Department of Genome Sciences, University of Washington, Seattle, WA 98195, USA.
Molecular and Cellular Biology Program, University of Washington, Seattle, WA 98195, USA.
Bioinformatics. 2022 May 13;38(10):2927-2929. doi: 10.1093/bioinformatics/btac165.
Use of PacBio sequencing for characterizing barcoded libraries of genetic variants is on the rise. However, current approaches in resolving PacBio sequencing artifacts can result in a high number of incorrectly identified or unusable reads. Here, we developed a PacBio Read Alignment Tool (PacRAT) that improves the accuracy of barcode-variant mapping through several steps of read alignment and consensus calling. To quantify the performance of our approach, we simulated PacBio reads from eight variant libraries of various lengths and showed that PacRAT improves the accuracy in pairing barcodes and variants across these libraries. Analysis of real (non-simulated) libraries also showed an increase in the number of reads that can be used for downstream analyses when using PacRAT.

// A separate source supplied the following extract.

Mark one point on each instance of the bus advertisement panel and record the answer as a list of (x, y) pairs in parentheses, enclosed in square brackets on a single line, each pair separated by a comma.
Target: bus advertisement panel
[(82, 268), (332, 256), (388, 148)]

PacRAT is written in Python and is freely available (https://github.com/dunhamlab/PacRAT).
Supplemental data are available at Bioinformatics online.
使用 PacBio 测序技术对带有条形码的遗传变异文库进行测序的方法越来越普及。然而,当前解决 PacBio 测序伪影的方法可能会导致大量的错误识别或无法使用的读取结果。在这里,我们开发了一种 PacBio 读取对齐工具(PacRAT),它通过几个读取对齐和共识调用步骤来提高条形码-变异映射的准确性。为了量化我们方法的性能,我们模拟了来自 8 个不同长度的变异文库的 PacBio 读取结果,结果表明 PacRAT 提高了在这些文库中配对条形码和变异的准确性。对真实(非模拟)文库的分析也表明,当使用 PacRAT 时,可用于下游分析的读取数量增加。
PacRAT 是用 Python 编写的,并且可以免费获得(https://github.com/dunhamlab/PacRAT)。
补充数据可在《生物信息学》在线获取。